Another Catholic cardinal is expected to face trial in 2019. Cardinal Philippe Barbarin of Lyon, France, has been ordered to appear in court over charges he covered up abuse by Fr. Bernard Preynat.
Six other church officials, including the head of the Vatican's powerful Congregation for the Doctrine of the Faith, Archbishop Luis Ladaria, have also been ordered to appear in French court in the case.
The original story, which carried the headline “Cardinal Pell ordered to stand trial on abuse charges,” continues below.
After a monthlong pre-trial hearing, an Australian judge ordered Cardinal George Pell to stand trial on multiple charges of sexual abuse of minors, charges the cardinal consistently has denied.
While dropping some of the charges, including what Cardinal Pell's lawyer described as the most "vile," Magistrate Belinda Wallington announced May 1 that she believed there was enough evidence presented in connection with about half the original charges to warrant a full trial.
The Melbourne court did not publish a complete list of the allegations, but news reports indicated they involved alleged sexual offenses committed in the 1970s at a pool in Ballarat, where then-Father Pell was a priest, and at St Patrick's Cathedral in Melbourne in the 1990s when he was Archbishop of Melbourne.
The 76-year-old Cardinal Pell, head of the Vatican Secretariat for the Economy, took a leave of absence from his position in the summer of 2017 to face the charges. His lawyer told the court May 1 that he had already surrendered his passport.
A date for the jury trial could be announced as early as May 2.
The Vatican press office released a short statement May 1 saying, "Last year, the Holy Father granted Cardinal Pell a leave of absence so he could defend himself from the accusations. The leave of absence is still in place."
Before leaving Rome, Cardinal Pell had told reporters at a Vatican news conference, "I'm innocent of these charges. They are false. The whole idea of sexual abuse is abhorrent to me."
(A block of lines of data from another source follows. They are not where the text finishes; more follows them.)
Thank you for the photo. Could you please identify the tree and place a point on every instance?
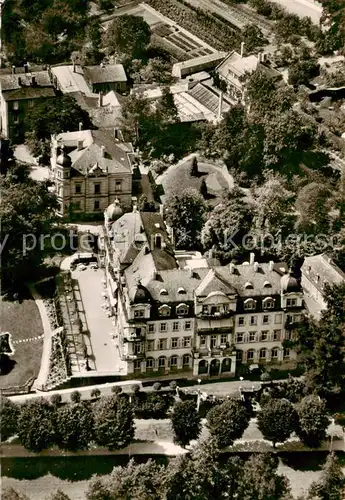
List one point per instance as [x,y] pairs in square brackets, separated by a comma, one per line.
[114,425]
[185,213]
[312,421]
[194,171]
[128,37]
[9,413]
[53,116]
[74,426]
[186,422]
[227,422]
[203,189]
[75,397]
[226,226]
[259,479]
[27,212]
[277,420]
[35,425]
[12,494]
[301,72]
[331,483]
[137,481]
[59,495]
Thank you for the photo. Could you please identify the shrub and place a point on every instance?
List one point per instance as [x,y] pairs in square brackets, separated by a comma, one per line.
[56,399]
[75,397]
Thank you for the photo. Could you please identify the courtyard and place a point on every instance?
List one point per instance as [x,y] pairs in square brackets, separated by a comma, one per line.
[106,358]
[22,320]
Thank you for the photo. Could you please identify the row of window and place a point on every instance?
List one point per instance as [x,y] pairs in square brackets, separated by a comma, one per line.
[262,354]
[260,336]
[163,344]
[267,303]
[176,325]
[163,362]
[97,187]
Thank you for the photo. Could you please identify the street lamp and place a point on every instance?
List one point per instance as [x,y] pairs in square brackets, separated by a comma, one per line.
[198,400]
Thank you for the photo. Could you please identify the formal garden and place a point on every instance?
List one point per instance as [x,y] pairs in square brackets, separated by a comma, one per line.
[19,316]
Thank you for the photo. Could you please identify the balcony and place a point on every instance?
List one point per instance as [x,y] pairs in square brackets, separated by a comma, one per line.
[215,315]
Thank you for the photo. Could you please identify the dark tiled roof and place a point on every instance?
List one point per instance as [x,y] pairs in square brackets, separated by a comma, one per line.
[106,74]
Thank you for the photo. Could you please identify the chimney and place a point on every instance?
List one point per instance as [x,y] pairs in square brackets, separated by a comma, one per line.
[242,49]
[220,105]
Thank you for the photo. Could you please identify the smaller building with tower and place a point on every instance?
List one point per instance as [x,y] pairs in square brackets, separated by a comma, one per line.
[90,169]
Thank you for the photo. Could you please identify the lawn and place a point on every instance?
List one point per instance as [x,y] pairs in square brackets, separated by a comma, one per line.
[179,175]
[23,321]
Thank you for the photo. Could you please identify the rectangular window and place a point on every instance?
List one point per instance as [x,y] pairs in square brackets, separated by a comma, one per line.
[186,341]
[162,344]
[176,326]
[150,345]
[149,363]
[174,343]
[239,337]
[139,314]
[264,336]
[276,334]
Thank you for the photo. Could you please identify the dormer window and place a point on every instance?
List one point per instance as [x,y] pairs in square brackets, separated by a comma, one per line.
[268,303]
[248,286]
[164,310]
[182,309]
[249,304]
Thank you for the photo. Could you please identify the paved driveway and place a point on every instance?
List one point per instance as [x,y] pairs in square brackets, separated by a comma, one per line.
[107,359]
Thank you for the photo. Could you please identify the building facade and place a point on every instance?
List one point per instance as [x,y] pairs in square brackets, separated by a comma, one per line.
[19,94]
[90,170]
[202,320]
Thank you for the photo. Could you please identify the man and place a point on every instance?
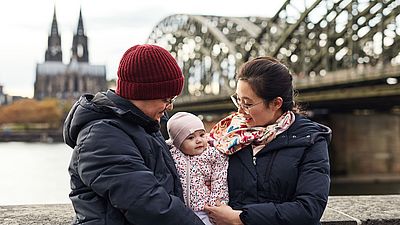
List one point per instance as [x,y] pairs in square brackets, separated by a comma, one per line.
[121,170]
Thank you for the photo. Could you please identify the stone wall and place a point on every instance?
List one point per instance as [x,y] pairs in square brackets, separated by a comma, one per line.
[341,210]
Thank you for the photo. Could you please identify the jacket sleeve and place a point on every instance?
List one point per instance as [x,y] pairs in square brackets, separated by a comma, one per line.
[111,164]
[219,182]
[309,200]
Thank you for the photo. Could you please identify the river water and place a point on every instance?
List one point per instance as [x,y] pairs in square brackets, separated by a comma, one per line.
[34,173]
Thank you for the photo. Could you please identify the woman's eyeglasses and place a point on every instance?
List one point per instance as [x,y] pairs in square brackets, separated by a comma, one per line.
[246,107]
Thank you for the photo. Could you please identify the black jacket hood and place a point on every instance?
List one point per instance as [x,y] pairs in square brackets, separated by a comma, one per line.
[104,105]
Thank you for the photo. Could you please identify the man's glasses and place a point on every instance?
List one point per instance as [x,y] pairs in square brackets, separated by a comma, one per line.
[169,101]
[246,107]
"These matters have been under investigation now for two years," Cardinal Pell told the press. "There's been relentless character assassination, a relentless character assassination."
A statement issued by his attorneys after Wallington's decision was announced said, "Cardinal George Pell has at all times fully cooperated with Victoria police and always steadfastly maintained his innocence. He voluntarily returned to Australia to meet these accusations. He will defend the remaining charges."
The cardinal also thanked "all those who have supported him from both here in Australia and overseas during this exacting time and is grateful for their continuing support and prayers," the statement said.
Archbishop Denis Hart of Melbourne "has declined to make any comment in relation to the decision of the magistrate Belinda Wallington to commit Cardinal Pell to face trial in the County Court," said a note on the archdiocesan website. "Archbishop Hart expressed his confidence in the judicial system in Australia and said that justice must now take its course."